Questo momento significativo segna non solo l’arrivo di un nuovo Pastore, ma anche l’opportunità di arricchire ulteriormente il cammino di fede delle diocesi umbre.
La figura del nuovo Vescovo non è nuova ai cuori umbri.
La sua consolidata esperienza pastorale, unita a una conoscenza intima e appassionata della figura di San Francesco, rappresenta un dono inestimabile per la regione.
L’eredità spirituale francescana, profondamente radicata nel territorio, troverà in Monsignor Accrocca un interprete privilegiato e un animatore capace di rinnovarne il vigore e la risonanza nel contesto contemporaneo.
Si auspica che la sua presenza stimoli una riflessione approfondita sui valori di povertà, fraternità e impegno sociale che hanno caratterizzato la vita del Santo d’Assisi, proiettandoli nella sfida di una società complessa e in continua evoluzione.

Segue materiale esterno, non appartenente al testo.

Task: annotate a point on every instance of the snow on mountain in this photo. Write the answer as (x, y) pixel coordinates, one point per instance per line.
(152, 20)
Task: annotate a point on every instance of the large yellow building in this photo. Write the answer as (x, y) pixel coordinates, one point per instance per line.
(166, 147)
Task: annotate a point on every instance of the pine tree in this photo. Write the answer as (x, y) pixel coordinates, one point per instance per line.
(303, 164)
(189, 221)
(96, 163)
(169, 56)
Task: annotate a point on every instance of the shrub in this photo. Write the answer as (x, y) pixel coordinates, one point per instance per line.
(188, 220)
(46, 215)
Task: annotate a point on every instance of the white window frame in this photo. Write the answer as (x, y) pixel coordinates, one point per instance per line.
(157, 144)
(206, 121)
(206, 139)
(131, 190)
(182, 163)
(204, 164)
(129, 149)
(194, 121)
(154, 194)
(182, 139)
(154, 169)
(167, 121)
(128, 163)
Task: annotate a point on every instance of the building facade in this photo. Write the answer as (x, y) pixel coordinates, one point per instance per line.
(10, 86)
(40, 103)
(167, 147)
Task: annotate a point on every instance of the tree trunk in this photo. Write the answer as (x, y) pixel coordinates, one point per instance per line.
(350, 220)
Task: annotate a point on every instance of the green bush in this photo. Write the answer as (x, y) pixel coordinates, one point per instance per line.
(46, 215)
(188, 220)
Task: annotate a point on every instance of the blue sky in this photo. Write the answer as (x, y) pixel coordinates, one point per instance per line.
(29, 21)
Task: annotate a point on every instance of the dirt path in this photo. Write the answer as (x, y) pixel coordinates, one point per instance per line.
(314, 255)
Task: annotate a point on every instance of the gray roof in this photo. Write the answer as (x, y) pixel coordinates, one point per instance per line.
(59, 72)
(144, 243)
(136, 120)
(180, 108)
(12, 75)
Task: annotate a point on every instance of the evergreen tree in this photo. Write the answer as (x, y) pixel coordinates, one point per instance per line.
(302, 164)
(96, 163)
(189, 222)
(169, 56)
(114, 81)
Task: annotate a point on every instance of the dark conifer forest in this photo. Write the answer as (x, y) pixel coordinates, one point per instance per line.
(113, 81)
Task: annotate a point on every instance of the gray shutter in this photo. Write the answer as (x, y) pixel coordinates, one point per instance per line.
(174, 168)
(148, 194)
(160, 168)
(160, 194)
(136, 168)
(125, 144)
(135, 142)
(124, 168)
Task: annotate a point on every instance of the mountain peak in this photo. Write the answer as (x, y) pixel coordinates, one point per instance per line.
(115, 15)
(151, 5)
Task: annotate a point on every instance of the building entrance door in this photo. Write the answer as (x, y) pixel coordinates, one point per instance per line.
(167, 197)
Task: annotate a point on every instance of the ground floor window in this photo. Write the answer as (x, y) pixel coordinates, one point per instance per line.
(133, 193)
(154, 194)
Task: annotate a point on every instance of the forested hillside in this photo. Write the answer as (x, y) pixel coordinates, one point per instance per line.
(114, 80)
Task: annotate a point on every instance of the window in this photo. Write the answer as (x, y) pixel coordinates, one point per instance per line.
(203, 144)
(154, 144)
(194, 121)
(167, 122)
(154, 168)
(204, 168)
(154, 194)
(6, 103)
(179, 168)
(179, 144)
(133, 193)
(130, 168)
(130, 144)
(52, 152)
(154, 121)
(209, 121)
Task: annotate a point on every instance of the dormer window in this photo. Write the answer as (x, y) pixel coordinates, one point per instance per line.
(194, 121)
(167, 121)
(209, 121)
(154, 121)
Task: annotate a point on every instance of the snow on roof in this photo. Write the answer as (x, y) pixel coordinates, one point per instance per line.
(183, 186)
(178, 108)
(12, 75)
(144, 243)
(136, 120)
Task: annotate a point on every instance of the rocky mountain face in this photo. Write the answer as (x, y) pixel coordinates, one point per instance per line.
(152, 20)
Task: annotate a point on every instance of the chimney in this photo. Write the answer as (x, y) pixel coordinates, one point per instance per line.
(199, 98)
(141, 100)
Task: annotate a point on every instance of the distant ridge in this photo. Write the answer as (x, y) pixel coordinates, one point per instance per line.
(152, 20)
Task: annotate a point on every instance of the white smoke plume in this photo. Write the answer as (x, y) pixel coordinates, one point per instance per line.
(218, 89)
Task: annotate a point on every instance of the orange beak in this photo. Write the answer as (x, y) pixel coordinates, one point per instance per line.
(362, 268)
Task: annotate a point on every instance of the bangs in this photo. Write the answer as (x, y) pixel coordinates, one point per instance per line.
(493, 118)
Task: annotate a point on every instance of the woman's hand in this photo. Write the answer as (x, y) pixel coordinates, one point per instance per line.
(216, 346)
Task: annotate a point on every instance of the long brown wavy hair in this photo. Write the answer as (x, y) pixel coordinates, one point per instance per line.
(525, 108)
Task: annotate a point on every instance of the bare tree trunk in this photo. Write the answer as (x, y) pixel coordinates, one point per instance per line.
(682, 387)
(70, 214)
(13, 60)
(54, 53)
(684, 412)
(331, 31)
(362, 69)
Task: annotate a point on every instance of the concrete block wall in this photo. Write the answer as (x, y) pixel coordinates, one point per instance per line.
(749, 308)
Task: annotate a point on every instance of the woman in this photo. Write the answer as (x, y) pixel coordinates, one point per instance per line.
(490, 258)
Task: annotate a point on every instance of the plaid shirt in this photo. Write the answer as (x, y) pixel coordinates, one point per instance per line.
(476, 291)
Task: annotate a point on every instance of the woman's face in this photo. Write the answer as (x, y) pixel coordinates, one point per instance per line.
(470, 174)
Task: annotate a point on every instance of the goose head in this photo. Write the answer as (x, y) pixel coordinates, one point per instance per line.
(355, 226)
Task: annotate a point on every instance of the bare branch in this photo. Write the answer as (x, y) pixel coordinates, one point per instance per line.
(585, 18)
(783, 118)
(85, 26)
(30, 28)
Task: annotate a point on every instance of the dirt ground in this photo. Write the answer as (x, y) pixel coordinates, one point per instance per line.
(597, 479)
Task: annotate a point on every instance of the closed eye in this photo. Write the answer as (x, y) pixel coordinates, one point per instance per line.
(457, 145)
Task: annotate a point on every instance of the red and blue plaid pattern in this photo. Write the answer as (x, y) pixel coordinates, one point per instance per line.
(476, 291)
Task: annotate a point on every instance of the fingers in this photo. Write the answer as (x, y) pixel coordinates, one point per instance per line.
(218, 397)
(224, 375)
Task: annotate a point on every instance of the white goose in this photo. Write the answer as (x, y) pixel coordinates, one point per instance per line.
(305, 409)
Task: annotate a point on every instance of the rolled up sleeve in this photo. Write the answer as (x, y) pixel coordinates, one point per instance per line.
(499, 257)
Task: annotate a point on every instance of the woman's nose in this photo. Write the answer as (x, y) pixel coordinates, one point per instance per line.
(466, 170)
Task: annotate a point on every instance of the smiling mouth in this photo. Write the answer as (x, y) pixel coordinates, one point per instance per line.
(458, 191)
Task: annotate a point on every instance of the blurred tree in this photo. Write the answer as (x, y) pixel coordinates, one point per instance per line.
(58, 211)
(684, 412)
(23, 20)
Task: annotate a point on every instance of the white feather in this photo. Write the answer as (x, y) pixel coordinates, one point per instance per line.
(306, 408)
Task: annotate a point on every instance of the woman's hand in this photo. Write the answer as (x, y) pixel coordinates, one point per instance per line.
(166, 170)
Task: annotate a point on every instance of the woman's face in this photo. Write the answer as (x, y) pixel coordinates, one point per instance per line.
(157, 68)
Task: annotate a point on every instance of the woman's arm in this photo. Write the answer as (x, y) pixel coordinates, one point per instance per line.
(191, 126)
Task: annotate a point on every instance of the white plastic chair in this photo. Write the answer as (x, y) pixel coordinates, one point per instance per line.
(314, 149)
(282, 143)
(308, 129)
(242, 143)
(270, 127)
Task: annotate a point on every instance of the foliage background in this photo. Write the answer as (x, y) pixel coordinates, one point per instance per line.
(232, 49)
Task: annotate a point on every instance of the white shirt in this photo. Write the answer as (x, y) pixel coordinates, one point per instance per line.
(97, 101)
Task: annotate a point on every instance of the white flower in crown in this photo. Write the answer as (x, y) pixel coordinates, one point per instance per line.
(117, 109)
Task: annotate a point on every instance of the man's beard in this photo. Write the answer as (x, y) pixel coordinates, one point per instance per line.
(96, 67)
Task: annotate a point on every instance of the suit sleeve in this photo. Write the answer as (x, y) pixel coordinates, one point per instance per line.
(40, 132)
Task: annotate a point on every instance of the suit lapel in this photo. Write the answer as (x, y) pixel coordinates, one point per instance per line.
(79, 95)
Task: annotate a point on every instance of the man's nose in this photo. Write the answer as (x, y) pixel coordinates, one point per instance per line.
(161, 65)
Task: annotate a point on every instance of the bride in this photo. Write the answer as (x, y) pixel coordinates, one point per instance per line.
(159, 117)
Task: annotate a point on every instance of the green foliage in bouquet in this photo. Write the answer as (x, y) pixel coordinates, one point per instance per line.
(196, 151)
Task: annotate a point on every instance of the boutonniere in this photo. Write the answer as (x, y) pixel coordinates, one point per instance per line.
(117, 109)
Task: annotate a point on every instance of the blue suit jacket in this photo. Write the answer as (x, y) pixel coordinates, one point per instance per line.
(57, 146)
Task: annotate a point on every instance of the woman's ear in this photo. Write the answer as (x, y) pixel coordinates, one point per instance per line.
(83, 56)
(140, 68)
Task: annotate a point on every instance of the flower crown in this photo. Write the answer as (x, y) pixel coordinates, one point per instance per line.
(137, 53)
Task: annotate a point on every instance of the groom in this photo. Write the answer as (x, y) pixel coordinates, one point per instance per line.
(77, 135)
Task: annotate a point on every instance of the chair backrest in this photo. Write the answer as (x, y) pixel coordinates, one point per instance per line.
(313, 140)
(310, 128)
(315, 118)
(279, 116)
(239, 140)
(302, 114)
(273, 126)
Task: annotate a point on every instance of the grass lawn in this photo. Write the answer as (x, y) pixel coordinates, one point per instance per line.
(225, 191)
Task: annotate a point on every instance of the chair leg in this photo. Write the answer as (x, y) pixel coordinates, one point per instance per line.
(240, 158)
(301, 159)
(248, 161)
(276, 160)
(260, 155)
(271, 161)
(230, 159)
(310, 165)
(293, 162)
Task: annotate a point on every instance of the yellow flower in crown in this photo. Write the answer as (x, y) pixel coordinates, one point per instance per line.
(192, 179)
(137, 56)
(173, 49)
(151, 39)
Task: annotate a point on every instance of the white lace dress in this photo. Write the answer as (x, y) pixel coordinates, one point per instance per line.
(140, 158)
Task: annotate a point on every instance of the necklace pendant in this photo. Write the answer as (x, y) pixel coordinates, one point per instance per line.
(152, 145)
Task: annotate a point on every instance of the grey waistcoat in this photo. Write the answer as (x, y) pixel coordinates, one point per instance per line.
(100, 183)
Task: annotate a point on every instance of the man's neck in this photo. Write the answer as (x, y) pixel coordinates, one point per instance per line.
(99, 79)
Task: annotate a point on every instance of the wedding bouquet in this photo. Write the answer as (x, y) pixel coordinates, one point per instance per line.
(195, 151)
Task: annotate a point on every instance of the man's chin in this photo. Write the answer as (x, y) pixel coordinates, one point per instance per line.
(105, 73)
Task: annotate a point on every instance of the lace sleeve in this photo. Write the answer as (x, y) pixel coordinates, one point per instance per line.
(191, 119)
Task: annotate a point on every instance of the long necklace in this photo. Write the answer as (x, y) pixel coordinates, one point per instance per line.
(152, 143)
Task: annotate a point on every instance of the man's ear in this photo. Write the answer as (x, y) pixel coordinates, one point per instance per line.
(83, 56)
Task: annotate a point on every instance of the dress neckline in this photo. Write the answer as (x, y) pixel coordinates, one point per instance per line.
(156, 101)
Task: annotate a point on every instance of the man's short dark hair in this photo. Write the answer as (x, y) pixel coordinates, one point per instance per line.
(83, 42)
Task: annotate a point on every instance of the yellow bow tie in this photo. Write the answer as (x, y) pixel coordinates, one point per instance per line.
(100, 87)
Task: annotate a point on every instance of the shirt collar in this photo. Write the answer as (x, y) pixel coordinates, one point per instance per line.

La nota della Conferenza Episcopale Umbra esprime, inoltre, un sincero tributo di ammirazione e gratitudine a Monsignor Domenico Sorrentino, il cui episcopato ha lasciato un’impronta significativa nella storia recente delle diocesi umbre.
La sua dedizione appassionata all’annuncio del Vangelo e al servizio del popolo di Dio, testimoniata attraverso iniziative pastorali innovative e un costante dialogo con le realtà sociali e culturali del territorio, costituisce un esempio luminoso di impegno episcopale.
Il suo percorso lascia un’eredità preziosa, un solido fondamento su cui costruire il futuro, ispirando i sacerdoti, i religiosi e i laici a proseguire con rinnovato slancio la testimonianza della fede.
L’accoglienza di Monsignor Accrocca e la gratitudine per il servizio di Monsignor Sorrentino rappresentano due facce di una stessa medaglia: l’espressione di una comunità ecclesiale consapevole del valore del ministero episcopale e desiderosa di proseguire il cammino di fede con coraggio e speranza, sostenuta dalla grazia di Dio e dall’intercessione di San Francesco.
È un momento di transizione, di rinnovamento, e soprattutto, di profonda fiducia nel futuro della Chiesa in Umbria.